#7-Designing your medical device to address the pain points of the U.S. Healthcare system: The home-stretch

In conclusion to the Medtech series, to prepare for US Market Entry, early product concept documents, and most business plans for MedTech start-ups must include a clear-cut definition of the product “Intent of Use” and related FDA pathway, and CMS reimbursement pathways. 

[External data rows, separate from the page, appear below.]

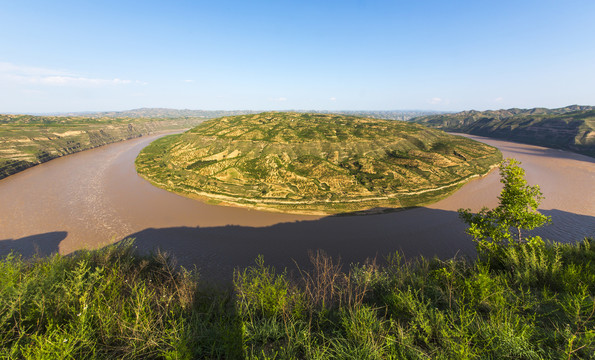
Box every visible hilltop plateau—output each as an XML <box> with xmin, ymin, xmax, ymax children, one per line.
<box><xmin>412</xmin><ymin>105</ymin><xmax>595</xmax><ymax>157</ymax></box>
<box><xmin>136</xmin><ymin>112</ymin><xmax>501</xmax><ymax>214</ymax></box>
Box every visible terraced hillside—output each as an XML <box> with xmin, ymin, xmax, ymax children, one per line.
<box><xmin>136</xmin><ymin>112</ymin><xmax>501</xmax><ymax>214</ymax></box>
<box><xmin>0</xmin><ymin>115</ymin><xmax>203</xmax><ymax>179</ymax></box>
<box><xmin>412</xmin><ymin>105</ymin><xmax>595</xmax><ymax>157</ymax></box>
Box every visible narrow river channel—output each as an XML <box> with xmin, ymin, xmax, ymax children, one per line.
<box><xmin>0</xmin><ymin>135</ymin><xmax>595</xmax><ymax>280</ymax></box>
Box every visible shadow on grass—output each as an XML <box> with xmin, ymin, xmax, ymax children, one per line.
<box><xmin>120</xmin><ymin>208</ymin><xmax>475</xmax><ymax>281</ymax></box>
<box><xmin>0</xmin><ymin>231</ymin><xmax>68</xmax><ymax>257</ymax></box>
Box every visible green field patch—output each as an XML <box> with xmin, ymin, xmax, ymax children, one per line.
<box><xmin>136</xmin><ymin>112</ymin><xmax>501</xmax><ymax>214</ymax></box>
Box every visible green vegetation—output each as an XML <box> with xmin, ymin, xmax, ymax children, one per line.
<box><xmin>0</xmin><ymin>160</ymin><xmax>595</xmax><ymax>360</ymax></box>
<box><xmin>0</xmin><ymin>239</ymin><xmax>595</xmax><ymax>359</ymax></box>
<box><xmin>136</xmin><ymin>113</ymin><xmax>501</xmax><ymax>214</ymax></box>
<box><xmin>0</xmin><ymin>115</ymin><xmax>202</xmax><ymax>179</ymax></box>
<box><xmin>412</xmin><ymin>105</ymin><xmax>595</xmax><ymax>157</ymax></box>
<box><xmin>459</xmin><ymin>159</ymin><xmax>551</xmax><ymax>254</ymax></box>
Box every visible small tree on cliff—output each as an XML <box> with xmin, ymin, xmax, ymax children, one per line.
<box><xmin>459</xmin><ymin>159</ymin><xmax>551</xmax><ymax>253</ymax></box>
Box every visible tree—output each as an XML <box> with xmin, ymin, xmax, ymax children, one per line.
<box><xmin>459</xmin><ymin>159</ymin><xmax>551</xmax><ymax>251</ymax></box>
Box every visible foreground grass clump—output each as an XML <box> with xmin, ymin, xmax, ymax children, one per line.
<box><xmin>0</xmin><ymin>239</ymin><xmax>595</xmax><ymax>359</ymax></box>
<box><xmin>0</xmin><ymin>243</ymin><xmax>241</xmax><ymax>359</ymax></box>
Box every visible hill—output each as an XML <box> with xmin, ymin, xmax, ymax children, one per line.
<box><xmin>136</xmin><ymin>112</ymin><xmax>501</xmax><ymax>214</ymax></box>
<box><xmin>56</xmin><ymin>108</ymin><xmax>438</xmax><ymax>121</ymax></box>
<box><xmin>412</xmin><ymin>105</ymin><xmax>595</xmax><ymax>157</ymax></box>
<box><xmin>60</xmin><ymin>108</ymin><xmax>259</xmax><ymax>119</ymax></box>
<box><xmin>0</xmin><ymin>114</ymin><xmax>204</xmax><ymax>179</ymax></box>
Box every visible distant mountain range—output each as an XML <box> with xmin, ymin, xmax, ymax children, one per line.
<box><xmin>411</xmin><ymin>105</ymin><xmax>595</xmax><ymax>157</ymax></box>
<box><xmin>54</xmin><ymin>108</ymin><xmax>440</xmax><ymax>121</ymax></box>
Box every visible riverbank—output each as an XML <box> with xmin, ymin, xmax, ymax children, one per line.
<box><xmin>0</xmin><ymin>239</ymin><xmax>595</xmax><ymax>359</ymax></box>
<box><xmin>0</xmin><ymin>115</ymin><xmax>204</xmax><ymax>179</ymax></box>
<box><xmin>0</xmin><ymin>135</ymin><xmax>595</xmax><ymax>279</ymax></box>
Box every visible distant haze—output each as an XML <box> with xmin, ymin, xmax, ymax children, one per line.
<box><xmin>0</xmin><ymin>0</ymin><xmax>595</xmax><ymax>114</ymax></box>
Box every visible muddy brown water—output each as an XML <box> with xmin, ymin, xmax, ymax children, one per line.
<box><xmin>0</xmin><ymin>135</ymin><xmax>595</xmax><ymax>277</ymax></box>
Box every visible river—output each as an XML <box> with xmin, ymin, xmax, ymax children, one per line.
<box><xmin>0</xmin><ymin>135</ymin><xmax>595</xmax><ymax>275</ymax></box>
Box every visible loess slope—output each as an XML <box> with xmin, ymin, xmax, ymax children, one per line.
<box><xmin>136</xmin><ymin>113</ymin><xmax>501</xmax><ymax>214</ymax></box>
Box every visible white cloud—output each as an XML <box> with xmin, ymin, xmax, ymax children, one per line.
<box><xmin>0</xmin><ymin>62</ymin><xmax>139</xmax><ymax>87</ymax></box>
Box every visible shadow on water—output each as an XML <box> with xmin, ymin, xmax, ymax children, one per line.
<box><xmin>117</xmin><ymin>207</ymin><xmax>595</xmax><ymax>280</ymax></box>
<box><xmin>0</xmin><ymin>231</ymin><xmax>68</xmax><ymax>258</ymax></box>
<box><xmin>531</xmin><ymin>209</ymin><xmax>595</xmax><ymax>242</ymax></box>
<box><xmin>126</xmin><ymin>208</ymin><xmax>475</xmax><ymax>280</ymax></box>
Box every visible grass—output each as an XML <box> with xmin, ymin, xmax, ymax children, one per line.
<box><xmin>0</xmin><ymin>239</ymin><xmax>595</xmax><ymax>359</ymax></box>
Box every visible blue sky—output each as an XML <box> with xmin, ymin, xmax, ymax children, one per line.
<box><xmin>0</xmin><ymin>0</ymin><xmax>595</xmax><ymax>113</ymax></box>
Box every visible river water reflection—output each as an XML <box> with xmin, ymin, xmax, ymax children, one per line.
<box><xmin>0</xmin><ymin>135</ymin><xmax>595</xmax><ymax>274</ymax></box>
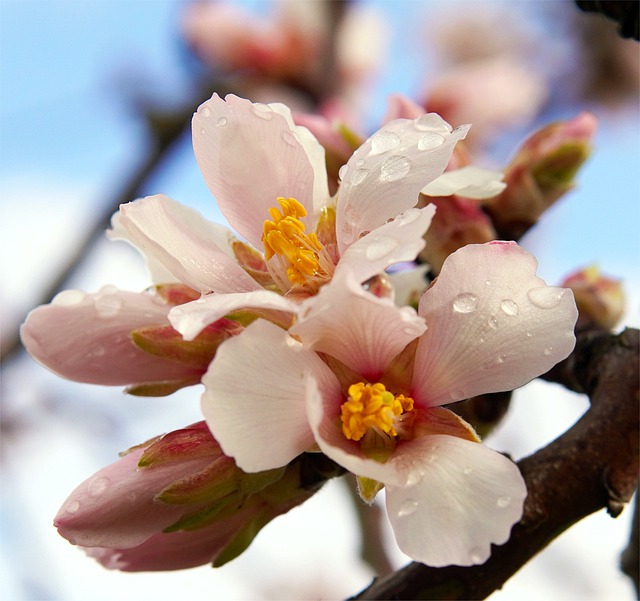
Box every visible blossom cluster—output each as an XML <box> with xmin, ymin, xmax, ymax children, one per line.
<box><xmin>21</xmin><ymin>94</ymin><xmax>578</xmax><ymax>571</ymax></box>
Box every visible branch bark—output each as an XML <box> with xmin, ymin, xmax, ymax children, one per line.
<box><xmin>353</xmin><ymin>328</ymin><xmax>640</xmax><ymax>599</ymax></box>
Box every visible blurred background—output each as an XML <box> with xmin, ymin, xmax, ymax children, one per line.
<box><xmin>0</xmin><ymin>0</ymin><xmax>640</xmax><ymax>601</ymax></box>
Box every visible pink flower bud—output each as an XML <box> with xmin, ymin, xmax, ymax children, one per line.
<box><xmin>486</xmin><ymin>112</ymin><xmax>596</xmax><ymax>238</ymax></box>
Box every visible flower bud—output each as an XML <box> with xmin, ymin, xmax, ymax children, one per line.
<box><xmin>54</xmin><ymin>422</ymin><xmax>337</xmax><ymax>571</ymax></box>
<box><xmin>562</xmin><ymin>265</ymin><xmax>625</xmax><ymax>330</ymax></box>
<box><xmin>485</xmin><ymin>112</ymin><xmax>597</xmax><ymax>239</ymax></box>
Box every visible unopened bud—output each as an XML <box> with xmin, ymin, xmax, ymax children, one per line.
<box><xmin>562</xmin><ymin>265</ymin><xmax>625</xmax><ymax>330</ymax></box>
<box><xmin>485</xmin><ymin>112</ymin><xmax>597</xmax><ymax>239</ymax></box>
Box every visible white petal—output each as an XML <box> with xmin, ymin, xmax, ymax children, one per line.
<box><xmin>336</xmin><ymin>114</ymin><xmax>468</xmax><ymax>253</ymax></box>
<box><xmin>202</xmin><ymin>320</ymin><xmax>328</xmax><ymax>472</ymax></box>
<box><xmin>413</xmin><ymin>242</ymin><xmax>578</xmax><ymax>406</ymax></box>
<box><xmin>337</xmin><ymin>205</ymin><xmax>435</xmax><ymax>282</ymax></box>
<box><xmin>111</xmin><ymin>194</ymin><xmax>260</xmax><ymax>292</ymax></box>
<box><xmin>20</xmin><ymin>287</ymin><xmax>198</xmax><ymax>386</ymax></box>
<box><xmin>422</xmin><ymin>165</ymin><xmax>507</xmax><ymax>200</ymax></box>
<box><xmin>169</xmin><ymin>289</ymin><xmax>297</xmax><ymax>340</ymax></box>
<box><xmin>386</xmin><ymin>435</ymin><xmax>527</xmax><ymax>567</ymax></box>
<box><xmin>192</xmin><ymin>94</ymin><xmax>318</xmax><ymax>248</ymax></box>
<box><xmin>290</xmin><ymin>270</ymin><xmax>425</xmax><ymax>380</ymax></box>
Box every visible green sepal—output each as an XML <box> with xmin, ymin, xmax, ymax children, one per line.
<box><xmin>356</xmin><ymin>476</ymin><xmax>384</xmax><ymax>505</ymax></box>
<box><xmin>213</xmin><ymin>509</ymin><xmax>271</xmax><ymax>568</ymax></box>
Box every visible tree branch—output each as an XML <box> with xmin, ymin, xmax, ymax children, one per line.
<box><xmin>354</xmin><ymin>328</ymin><xmax>640</xmax><ymax>599</ymax></box>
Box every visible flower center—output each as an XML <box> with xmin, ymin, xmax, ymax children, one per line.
<box><xmin>262</xmin><ymin>197</ymin><xmax>327</xmax><ymax>284</ymax></box>
<box><xmin>342</xmin><ymin>382</ymin><xmax>413</xmax><ymax>448</ymax></box>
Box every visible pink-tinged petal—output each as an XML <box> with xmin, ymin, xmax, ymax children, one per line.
<box><xmin>112</xmin><ymin>194</ymin><xmax>260</xmax><ymax>292</ymax></box>
<box><xmin>85</xmin><ymin>508</ymin><xmax>254</xmax><ymax>572</ymax></box>
<box><xmin>413</xmin><ymin>242</ymin><xmax>578</xmax><ymax>406</ymax></box>
<box><xmin>306</xmin><ymin>374</ymin><xmax>410</xmax><ymax>486</ymax></box>
<box><xmin>192</xmin><ymin>94</ymin><xmax>318</xmax><ymax>248</ymax></box>
<box><xmin>20</xmin><ymin>287</ymin><xmax>201</xmax><ymax>386</ymax></box>
<box><xmin>169</xmin><ymin>290</ymin><xmax>298</xmax><ymax>340</ymax></box>
<box><xmin>422</xmin><ymin>165</ymin><xmax>507</xmax><ymax>200</ymax></box>
<box><xmin>385</xmin><ymin>435</ymin><xmax>527</xmax><ymax>567</ymax></box>
<box><xmin>54</xmin><ymin>449</ymin><xmax>212</xmax><ymax>548</ymax></box>
<box><xmin>337</xmin><ymin>205</ymin><xmax>435</xmax><ymax>282</ymax></box>
<box><xmin>336</xmin><ymin>114</ymin><xmax>469</xmax><ymax>253</ymax></box>
<box><xmin>202</xmin><ymin>320</ymin><xmax>330</xmax><ymax>472</ymax></box>
<box><xmin>289</xmin><ymin>270</ymin><xmax>426</xmax><ymax>381</ymax></box>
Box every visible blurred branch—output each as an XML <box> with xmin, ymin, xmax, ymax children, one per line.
<box><xmin>353</xmin><ymin>328</ymin><xmax>640</xmax><ymax>599</ymax></box>
<box><xmin>576</xmin><ymin>0</ymin><xmax>640</xmax><ymax>40</ymax></box>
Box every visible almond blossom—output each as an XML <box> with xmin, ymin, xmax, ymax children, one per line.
<box><xmin>112</xmin><ymin>94</ymin><xmax>468</xmax><ymax>339</ymax></box>
<box><xmin>202</xmin><ymin>242</ymin><xmax>577</xmax><ymax>566</ymax></box>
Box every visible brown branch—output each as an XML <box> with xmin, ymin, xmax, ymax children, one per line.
<box><xmin>354</xmin><ymin>329</ymin><xmax>639</xmax><ymax>599</ymax></box>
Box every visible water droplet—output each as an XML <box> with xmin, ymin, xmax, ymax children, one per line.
<box><xmin>51</xmin><ymin>290</ymin><xmax>87</xmax><ymax>307</ymax></box>
<box><xmin>89</xmin><ymin>476</ymin><xmax>110</xmax><ymax>497</ymax></box>
<box><xmin>350</xmin><ymin>169</ymin><xmax>369</xmax><ymax>186</ymax></box>
<box><xmin>94</xmin><ymin>294</ymin><xmax>122</xmax><ymax>318</ymax></box>
<box><xmin>371</xmin><ymin>130</ymin><xmax>400</xmax><ymax>154</ymax></box>
<box><xmin>469</xmin><ymin>547</ymin><xmax>485</xmax><ymax>565</ymax></box>
<box><xmin>380</xmin><ymin>155</ymin><xmax>411</xmax><ymax>182</ymax></box>
<box><xmin>527</xmin><ymin>286</ymin><xmax>566</xmax><ymax>309</ymax></box>
<box><xmin>398</xmin><ymin>499</ymin><xmax>418</xmax><ymax>518</ymax></box>
<box><xmin>496</xmin><ymin>495</ymin><xmax>511</xmax><ymax>509</ymax></box>
<box><xmin>280</xmin><ymin>130</ymin><xmax>298</xmax><ymax>146</ymax></box>
<box><xmin>500</xmin><ymin>299</ymin><xmax>519</xmax><ymax>316</ymax></box>
<box><xmin>251</xmin><ymin>102</ymin><xmax>273</xmax><ymax>121</ymax></box>
<box><xmin>365</xmin><ymin>236</ymin><xmax>398</xmax><ymax>261</ymax></box>
<box><xmin>418</xmin><ymin>132</ymin><xmax>444</xmax><ymax>150</ymax></box>
<box><xmin>453</xmin><ymin>292</ymin><xmax>478</xmax><ymax>313</ymax></box>
<box><xmin>414</xmin><ymin>113</ymin><xmax>451</xmax><ymax>133</ymax></box>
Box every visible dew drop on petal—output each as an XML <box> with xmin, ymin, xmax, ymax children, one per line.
<box><xmin>453</xmin><ymin>292</ymin><xmax>478</xmax><ymax>313</ymax></box>
<box><xmin>380</xmin><ymin>155</ymin><xmax>411</xmax><ymax>182</ymax></box>
<box><xmin>94</xmin><ymin>294</ymin><xmax>122</xmax><ymax>318</ymax></box>
<box><xmin>89</xmin><ymin>476</ymin><xmax>110</xmax><ymax>497</ymax></box>
<box><xmin>418</xmin><ymin>132</ymin><xmax>444</xmax><ymax>150</ymax></box>
<box><xmin>469</xmin><ymin>547</ymin><xmax>484</xmax><ymax>565</ymax></box>
<box><xmin>251</xmin><ymin>102</ymin><xmax>273</xmax><ymax>121</ymax></box>
<box><xmin>371</xmin><ymin>130</ymin><xmax>400</xmax><ymax>154</ymax></box>
<box><xmin>527</xmin><ymin>286</ymin><xmax>566</xmax><ymax>309</ymax></box>
<box><xmin>349</xmin><ymin>169</ymin><xmax>369</xmax><ymax>186</ymax></box>
<box><xmin>398</xmin><ymin>499</ymin><xmax>418</xmax><ymax>518</ymax></box>
<box><xmin>500</xmin><ymin>299</ymin><xmax>519</xmax><ymax>316</ymax></box>
<box><xmin>365</xmin><ymin>236</ymin><xmax>398</xmax><ymax>261</ymax></box>
<box><xmin>51</xmin><ymin>290</ymin><xmax>87</xmax><ymax>307</ymax></box>
<box><xmin>496</xmin><ymin>495</ymin><xmax>511</xmax><ymax>509</ymax></box>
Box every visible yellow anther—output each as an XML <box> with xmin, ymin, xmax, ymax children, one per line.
<box><xmin>262</xmin><ymin>197</ymin><xmax>322</xmax><ymax>284</ymax></box>
<box><xmin>342</xmin><ymin>382</ymin><xmax>413</xmax><ymax>441</ymax></box>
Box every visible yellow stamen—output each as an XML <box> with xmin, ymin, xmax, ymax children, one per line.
<box><xmin>342</xmin><ymin>382</ymin><xmax>413</xmax><ymax>441</ymax></box>
<box><xmin>262</xmin><ymin>197</ymin><xmax>323</xmax><ymax>284</ymax></box>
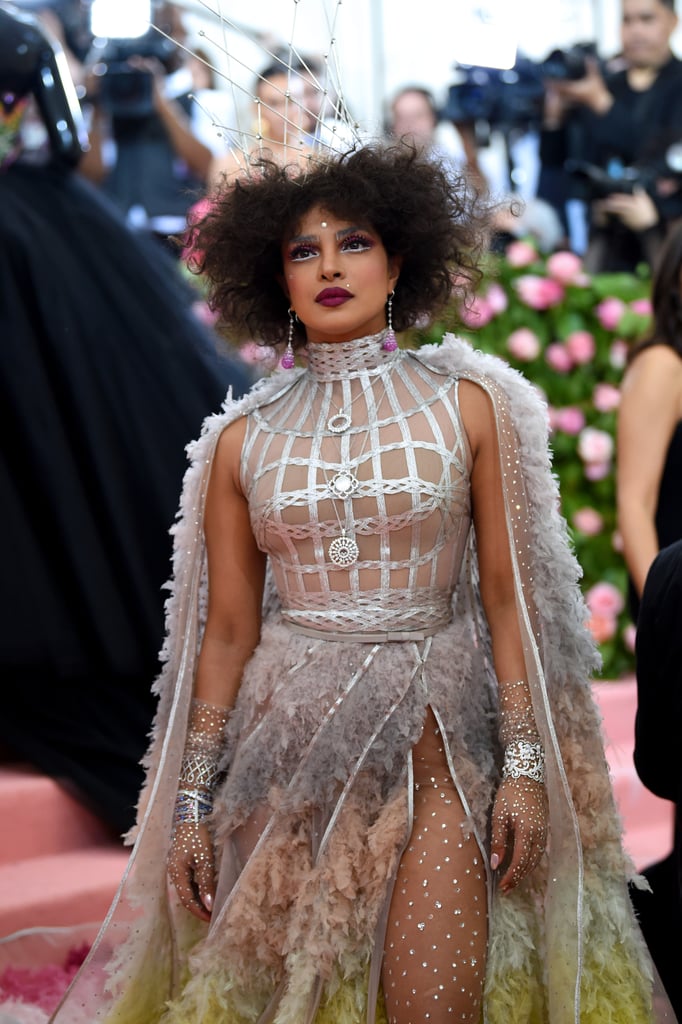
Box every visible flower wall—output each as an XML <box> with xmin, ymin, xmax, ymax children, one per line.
<box><xmin>410</xmin><ymin>242</ymin><xmax>650</xmax><ymax>679</ymax></box>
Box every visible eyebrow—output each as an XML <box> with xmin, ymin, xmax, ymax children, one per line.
<box><xmin>287</xmin><ymin>224</ymin><xmax>370</xmax><ymax>246</ymax></box>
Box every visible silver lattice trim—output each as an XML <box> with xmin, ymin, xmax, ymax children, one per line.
<box><xmin>329</xmin><ymin>530</ymin><xmax>359</xmax><ymax>568</ymax></box>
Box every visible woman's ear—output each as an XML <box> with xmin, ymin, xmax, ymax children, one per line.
<box><xmin>388</xmin><ymin>256</ymin><xmax>402</xmax><ymax>291</ymax></box>
<box><xmin>274</xmin><ymin>273</ymin><xmax>290</xmax><ymax>298</ymax></box>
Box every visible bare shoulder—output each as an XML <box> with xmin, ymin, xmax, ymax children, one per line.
<box><xmin>213</xmin><ymin>416</ymin><xmax>247</xmax><ymax>487</ymax></box>
<box><xmin>623</xmin><ymin>345</ymin><xmax>682</xmax><ymax>390</ymax></box>
<box><xmin>458</xmin><ymin>378</ymin><xmax>495</xmax><ymax>455</ymax></box>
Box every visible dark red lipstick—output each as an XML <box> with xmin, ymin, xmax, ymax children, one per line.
<box><xmin>315</xmin><ymin>288</ymin><xmax>353</xmax><ymax>306</ymax></box>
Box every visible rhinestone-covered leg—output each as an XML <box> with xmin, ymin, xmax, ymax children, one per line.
<box><xmin>382</xmin><ymin>712</ymin><xmax>487</xmax><ymax>1024</ymax></box>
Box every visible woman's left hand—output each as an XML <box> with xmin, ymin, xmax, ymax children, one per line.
<box><xmin>491</xmin><ymin>776</ymin><xmax>549</xmax><ymax>892</ymax></box>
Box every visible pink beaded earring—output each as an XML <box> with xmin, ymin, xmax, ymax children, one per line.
<box><xmin>381</xmin><ymin>291</ymin><xmax>397</xmax><ymax>352</ymax></box>
<box><xmin>280</xmin><ymin>307</ymin><xmax>296</xmax><ymax>370</ymax></box>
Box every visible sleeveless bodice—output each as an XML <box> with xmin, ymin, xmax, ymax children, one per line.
<box><xmin>656</xmin><ymin>420</ymin><xmax>682</xmax><ymax>548</ymax></box>
<box><xmin>242</xmin><ymin>334</ymin><xmax>470</xmax><ymax>632</ymax></box>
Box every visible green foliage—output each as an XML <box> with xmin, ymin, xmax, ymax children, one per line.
<box><xmin>410</xmin><ymin>242</ymin><xmax>650</xmax><ymax>679</ymax></box>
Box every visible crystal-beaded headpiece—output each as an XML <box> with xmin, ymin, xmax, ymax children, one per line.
<box><xmin>148</xmin><ymin>0</ymin><xmax>360</xmax><ymax>173</ymax></box>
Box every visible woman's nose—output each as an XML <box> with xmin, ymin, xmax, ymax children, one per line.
<box><xmin>319</xmin><ymin>250</ymin><xmax>343</xmax><ymax>281</ymax></box>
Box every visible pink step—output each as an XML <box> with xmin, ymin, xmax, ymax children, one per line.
<box><xmin>0</xmin><ymin>765</ymin><xmax>115</xmax><ymax>865</ymax></box>
<box><xmin>593</xmin><ymin>678</ymin><xmax>673</xmax><ymax>869</ymax></box>
<box><xmin>0</xmin><ymin>845</ymin><xmax>128</xmax><ymax>936</ymax></box>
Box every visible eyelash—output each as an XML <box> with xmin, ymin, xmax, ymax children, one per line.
<box><xmin>289</xmin><ymin>233</ymin><xmax>374</xmax><ymax>263</ymax></box>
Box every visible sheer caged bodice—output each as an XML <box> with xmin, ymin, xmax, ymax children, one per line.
<box><xmin>243</xmin><ymin>334</ymin><xmax>470</xmax><ymax>632</ymax></box>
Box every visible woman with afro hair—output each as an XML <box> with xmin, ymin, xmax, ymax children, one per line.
<box><xmin>47</xmin><ymin>145</ymin><xmax>674</xmax><ymax>1024</ymax></box>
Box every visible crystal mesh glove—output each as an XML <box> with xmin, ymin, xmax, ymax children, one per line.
<box><xmin>168</xmin><ymin>699</ymin><xmax>229</xmax><ymax>921</ymax></box>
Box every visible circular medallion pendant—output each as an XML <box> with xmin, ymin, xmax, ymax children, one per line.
<box><xmin>327</xmin><ymin>413</ymin><xmax>350</xmax><ymax>434</ymax></box>
<box><xmin>329</xmin><ymin>469</ymin><xmax>359</xmax><ymax>498</ymax></box>
<box><xmin>329</xmin><ymin>532</ymin><xmax>359</xmax><ymax>568</ymax></box>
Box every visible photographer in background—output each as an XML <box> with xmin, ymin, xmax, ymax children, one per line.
<box><xmin>83</xmin><ymin>4</ymin><xmax>214</xmax><ymax>253</ymax></box>
<box><xmin>544</xmin><ymin>0</ymin><xmax>682</xmax><ymax>271</ymax></box>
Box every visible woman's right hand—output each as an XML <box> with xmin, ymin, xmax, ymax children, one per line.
<box><xmin>168</xmin><ymin>821</ymin><xmax>215</xmax><ymax>921</ymax></box>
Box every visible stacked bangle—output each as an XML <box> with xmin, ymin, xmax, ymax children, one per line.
<box><xmin>502</xmin><ymin>739</ymin><xmax>545</xmax><ymax>782</ymax></box>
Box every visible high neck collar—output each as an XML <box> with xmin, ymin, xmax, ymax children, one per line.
<box><xmin>306</xmin><ymin>328</ymin><xmax>400</xmax><ymax>381</ymax></box>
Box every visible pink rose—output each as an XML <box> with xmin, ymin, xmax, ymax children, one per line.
<box><xmin>240</xmin><ymin>341</ymin><xmax>278</xmax><ymax>369</ymax></box>
<box><xmin>545</xmin><ymin>341</ymin><xmax>573</xmax><ymax>374</ymax></box>
<box><xmin>623</xmin><ymin>623</ymin><xmax>637</xmax><ymax>654</ymax></box>
<box><xmin>595</xmin><ymin>297</ymin><xmax>628</xmax><ymax>331</ymax></box>
<box><xmin>592</xmin><ymin>384</ymin><xmax>621</xmax><ymax>413</ymax></box>
<box><xmin>573</xmin><ymin>506</ymin><xmax>604</xmax><ymax>537</ymax></box>
<box><xmin>191</xmin><ymin>299</ymin><xmax>220</xmax><ymax>327</ymax></box>
<box><xmin>460</xmin><ymin>295</ymin><xmax>494</xmax><ymax>331</ymax></box>
<box><xmin>485</xmin><ymin>282</ymin><xmax>509</xmax><ymax>316</ymax></box>
<box><xmin>630</xmin><ymin>299</ymin><xmax>653</xmax><ymax>316</ymax></box>
<box><xmin>588</xmin><ymin>615</ymin><xmax>616</xmax><ymax>643</ymax></box>
<box><xmin>514</xmin><ymin>273</ymin><xmax>564</xmax><ymax>309</ymax></box>
<box><xmin>507</xmin><ymin>327</ymin><xmax>542</xmax><ymax>362</ymax></box>
<box><xmin>552</xmin><ymin>406</ymin><xmax>585</xmax><ymax>437</ymax></box>
<box><xmin>547</xmin><ymin>252</ymin><xmax>583</xmax><ymax>285</ymax></box>
<box><xmin>585</xmin><ymin>580</ymin><xmax>625</xmax><ymax>618</ymax></box>
<box><xmin>584</xmin><ymin>462</ymin><xmax>611</xmax><ymax>483</ymax></box>
<box><xmin>505</xmin><ymin>242</ymin><xmax>538</xmax><ymax>267</ymax></box>
<box><xmin>565</xmin><ymin>331</ymin><xmax>597</xmax><ymax>367</ymax></box>
<box><xmin>578</xmin><ymin>427</ymin><xmax>613</xmax><ymax>464</ymax></box>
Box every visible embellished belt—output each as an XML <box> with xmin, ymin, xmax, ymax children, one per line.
<box><xmin>283</xmin><ymin>618</ymin><xmax>449</xmax><ymax>643</ymax></box>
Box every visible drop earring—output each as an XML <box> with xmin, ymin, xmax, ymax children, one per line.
<box><xmin>381</xmin><ymin>291</ymin><xmax>397</xmax><ymax>352</ymax></box>
<box><xmin>280</xmin><ymin>307</ymin><xmax>296</xmax><ymax>370</ymax></box>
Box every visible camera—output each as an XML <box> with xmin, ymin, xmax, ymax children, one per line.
<box><xmin>442</xmin><ymin>58</ymin><xmax>545</xmax><ymax>127</ymax></box>
<box><xmin>565</xmin><ymin>160</ymin><xmax>652</xmax><ymax>200</ymax></box>
<box><xmin>538</xmin><ymin>43</ymin><xmax>602</xmax><ymax>82</ymax></box>
<box><xmin>93</xmin><ymin>31</ymin><xmax>177</xmax><ymax>120</ymax></box>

The selected intent of use and underlying technology platform must address all the new pain points of the U.S. Healthcare system: 

  1. Reduce the cost of care
  2. Augment the quality and effectiveness of the care Workflows
  3. Enhance the access and related affordability of care. 

Most important, during clinical and economic trials, product claims and cost-benefit must be proven in a way that will be tangible to the target user of the product.

Recommendations:

#1:Your Medical Device design must address the three pain points of the U.S. healthcare markets: Outcomes, Cost, and Access.

#2: Define the “Intent of Use” of your product very early in the product development stage.

#3: Design the“Intent of Use” of your product to optimize the FDA and the Reimbursement Coding (CMS) pathways.

#4: Design the technological characteristics of your product to optimize the FDA “Substantial Equivalence” criteria and the reimbursement payment values.

#5: Include and validate all the attributes (Outcomes, Cost, and Access) that you intend to claim in your validation plans and or clinical trials.

#6: In case you do not have the experience (e.g., FDA and CMS) and customer intimacy needed to make the relevant decision and trade-offs early in the product development cycle, allocate extra budgets early in the design process to insource or outsource that effort. Thus, providing you with a competitive edge when executing your U.S. market entry.